Skaric hopes that by the time it opens this summer the effects of the pandemic will lessen, but its extensive outdoor space, which will accommodate about 60 people, on Bleecker Street and MacDougal Street, will make dining safer. It will also accommodate around 125 interior seats.
However, Skaric candidly acknowledges "I'm definitely worried about the first year, but by the second year, I think New York City will bounce back. He always does, as he did after 9 / 11L.”
He describes the upcoming menu as " modern americana, combining dishes from France and Italy with food of the American soul, including po’ boys, fish, oysters, caviar and tartar.It will be of interest to pescatarians, carnivores and vegetarians.
Special desserts include cotton candy crème bulee, roasted table and Baked Alaska, flamed on the table.
The coffee will be provided by Puerto Rico Importing Company, the original supplier of Le Figaro coffee, to link the present with the past.

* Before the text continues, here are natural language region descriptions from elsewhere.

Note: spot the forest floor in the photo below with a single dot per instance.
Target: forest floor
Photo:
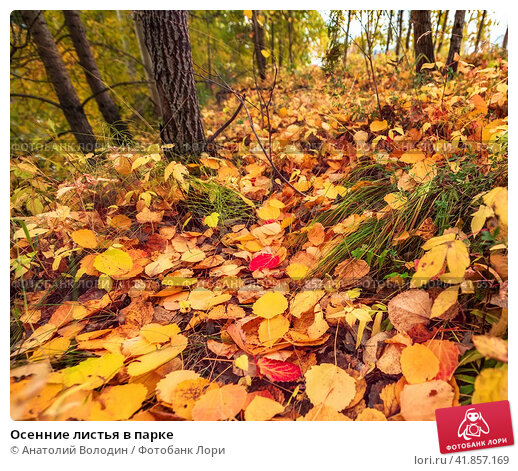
(362, 277)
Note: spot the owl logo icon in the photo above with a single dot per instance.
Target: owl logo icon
(473, 425)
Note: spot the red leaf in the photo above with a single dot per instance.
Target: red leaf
(448, 355)
(264, 260)
(276, 370)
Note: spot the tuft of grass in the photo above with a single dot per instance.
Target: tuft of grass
(207, 197)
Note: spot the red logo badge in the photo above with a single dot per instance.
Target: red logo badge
(474, 427)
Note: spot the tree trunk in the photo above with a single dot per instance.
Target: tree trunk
(423, 44)
(58, 75)
(107, 107)
(389, 37)
(166, 36)
(346, 45)
(408, 33)
(436, 35)
(504, 43)
(400, 32)
(258, 33)
(456, 40)
(480, 29)
(148, 66)
(290, 38)
(443, 29)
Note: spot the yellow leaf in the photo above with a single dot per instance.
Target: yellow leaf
(458, 258)
(430, 265)
(153, 360)
(212, 220)
(434, 241)
(271, 330)
(270, 305)
(304, 302)
(491, 385)
(93, 372)
(262, 408)
(167, 385)
(186, 394)
(220, 404)
(296, 271)
(193, 255)
(412, 157)
(419, 364)
(156, 333)
(113, 262)
(444, 301)
(479, 218)
(395, 200)
(377, 126)
(241, 362)
(329, 385)
(118, 402)
(85, 238)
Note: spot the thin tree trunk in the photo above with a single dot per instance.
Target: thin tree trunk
(389, 37)
(346, 45)
(408, 33)
(443, 29)
(58, 75)
(436, 35)
(423, 45)
(480, 29)
(166, 36)
(87, 61)
(400, 32)
(148, 67)
(456, 40)
(258, 33)
(290, 38)
(504, 43)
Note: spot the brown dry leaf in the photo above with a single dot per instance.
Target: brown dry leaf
(262, 408)
(186, 393)
(304, 302)
(369, 414)
(351, 271)
(316, 234)
(390, 402)
(410, 308)
(324, 413)
(220, 404)
(226, 350)
(419, 401)
(167, 385)
(147, 216)
(492, 347)
(390, 360)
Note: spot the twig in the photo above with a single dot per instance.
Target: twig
(211, 139)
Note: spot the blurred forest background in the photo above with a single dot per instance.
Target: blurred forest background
(223, 51)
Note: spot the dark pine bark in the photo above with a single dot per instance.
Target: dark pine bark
(443, 29)
(480, 29)
(456, 40)
(58, 75)
(389, 35)
(107, 107)
(166, 36)
(400, 32)
(423, 44)
(504, 42)
(258, 34)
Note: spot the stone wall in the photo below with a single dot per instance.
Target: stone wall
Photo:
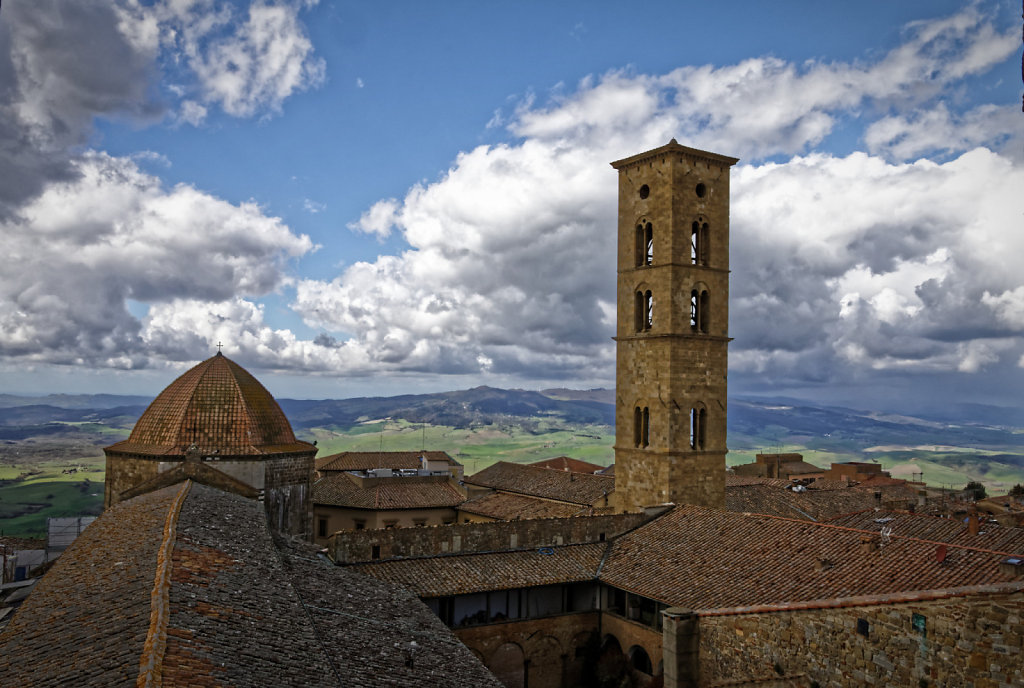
(550, 652)
(352, 547)
(288, 493)
(972, 639)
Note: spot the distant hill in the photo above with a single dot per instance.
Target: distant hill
(754, 423)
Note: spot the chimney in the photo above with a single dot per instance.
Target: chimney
(973, 521)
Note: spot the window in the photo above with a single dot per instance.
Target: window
(698, 243)
(698, 310)
(698, 427)
(641, 426)
(645, 245)
(643, 309)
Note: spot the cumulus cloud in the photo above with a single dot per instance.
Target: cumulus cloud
(841, 264)
(80, 250)
(84, 232)
(243, 66)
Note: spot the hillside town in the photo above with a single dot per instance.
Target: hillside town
(229, 554)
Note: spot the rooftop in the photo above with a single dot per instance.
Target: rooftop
(579, 488)
(508, 507)
(567, 464)
(344, 489)
(460, 574)
(363, 461)
(187, 585)
(219, 407)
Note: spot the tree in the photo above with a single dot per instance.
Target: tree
(976, 490)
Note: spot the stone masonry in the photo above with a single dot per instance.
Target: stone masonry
(673, 327)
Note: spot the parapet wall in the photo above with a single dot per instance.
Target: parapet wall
(356, 546)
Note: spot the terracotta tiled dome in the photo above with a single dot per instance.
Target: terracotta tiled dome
(221, 409)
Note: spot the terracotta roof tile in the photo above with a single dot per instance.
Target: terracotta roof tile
(364, 461)
(545, 482)
(342, 489)
(242, 610)
(567, 464)
(508, 507)
(217, 405)
(459, 574)
(705, 559)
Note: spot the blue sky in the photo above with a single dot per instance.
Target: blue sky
(384, 198)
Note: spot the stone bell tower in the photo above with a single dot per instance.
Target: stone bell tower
(673, 327)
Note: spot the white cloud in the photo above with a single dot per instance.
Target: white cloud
(83, 248)
(245, 67)
(839, 263)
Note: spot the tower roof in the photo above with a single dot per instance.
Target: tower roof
(218, 406)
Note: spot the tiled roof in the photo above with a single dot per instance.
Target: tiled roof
(701, 558)
(508, 507)
(567, 464)
(459, 574)
(187, 583)
(562, 485)
(951, 530)
(342, 489)
(767, 496)
(218, 406)
(363, 461)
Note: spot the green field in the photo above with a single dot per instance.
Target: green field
(31, 493)
(475, 447)
(35, 482)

He compares his menu to the trendy Pastis cafe that has thrived in the Meatpacking District, where it recently reopened after a move.
It will be a luxury cafe, with prices similar to nearby Caffé Dante, but less than Minetta Tavern and Carbone.
Their goal is to attract a "crowd of neighbors, mostly locals and New Yorkers from the Upper East Side and Upper West Side, when they go downtown to the West Village," Skaric said.
Although he will offer third-party delivery at first to generate revenue, Skaric admits he's "not a fan" and taking 35% to 40% of the check is too much. He would prefer to offer his own delivery service and cut the middleman.
Skaric feels like a New Yorker and wants to give back. He was once told that if you can cry on the subway and see Woody Allen on the street, you're a New Yorker, and he's done both.
His goal is for the Figaro Café "to become a neighborhood staple for New Yorkers to get to the West Village. We hope that our food and service justify it.”